Reflections on MOF

Reflecting on the design and construction of a Repository as a Service in the last posting made me recall how the twists of fate in the OMG changed the nature of MOF and modelling in general.

When CORBA was the main game at the OMG, the increasing need for type information and other metadata about CORBA interfaces and infrastructure (CORBA Services & Facilities), made the need for a generic metadata service to augment the meagre reflection interfaces (often not supported by vendors) and Naming Service. Hence the RFP for a Meta-Object Facility (MOF) was issued in May 1996. In this sense, a "CORBA Facility" was a set of CORBA IDL-defined interfaces to provide access to ORB infrastructure, whereas a "CORBA Service" was an additional add-on to extend the capabilities of the ORB. The distinction was never that well defined... but MOF ended up with the 'F' at the end because of it.

Just after the MOF RFP was issued, the OMG announced that the UML Consortium, which had been working on unifying the 3 top object-oriented modelling frameworks would be submitted to OMG as a standard in Jan 1997.

The two pieces of work were conducted in separate task forces, and only as the commonalities became obvious during each of the standardisation processes, did the synergies start to emerge.

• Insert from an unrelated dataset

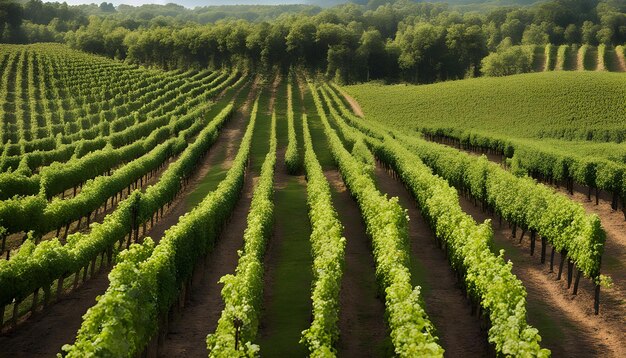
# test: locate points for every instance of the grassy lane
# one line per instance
(287, 301)
(219, 167)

MOF was based on a textual syntax for models which was compiled into a Repository back end, supporting CORBA interfaces for type information to be queried. UML Class diagrams were a good graphical notation for expressing the models. Generated CORBA IDL being used as the interaction paradigm with MOF repositories meant that these were inherently distributed interfaces, and CORBA took care of marshalling the data into whichever programming language was being used to access them. I defined the first ever standardised MOF model as part of the CORBA Notification Service for getting at notification type metadata.

Conversely, the initial UML Class notation did not have sufficient expressive completeness to define all of the concepts in the 9 different notation types (of which Classes, Instances, State Charts, Activity Diagrams & Collaborations were the most used). So until UML 1.3 some of the structural semantics of UML were expressed only in natural language. But by UML 1.4, the MOF was used to capture a "physical metamodel", which was the basis of model interchange between tools.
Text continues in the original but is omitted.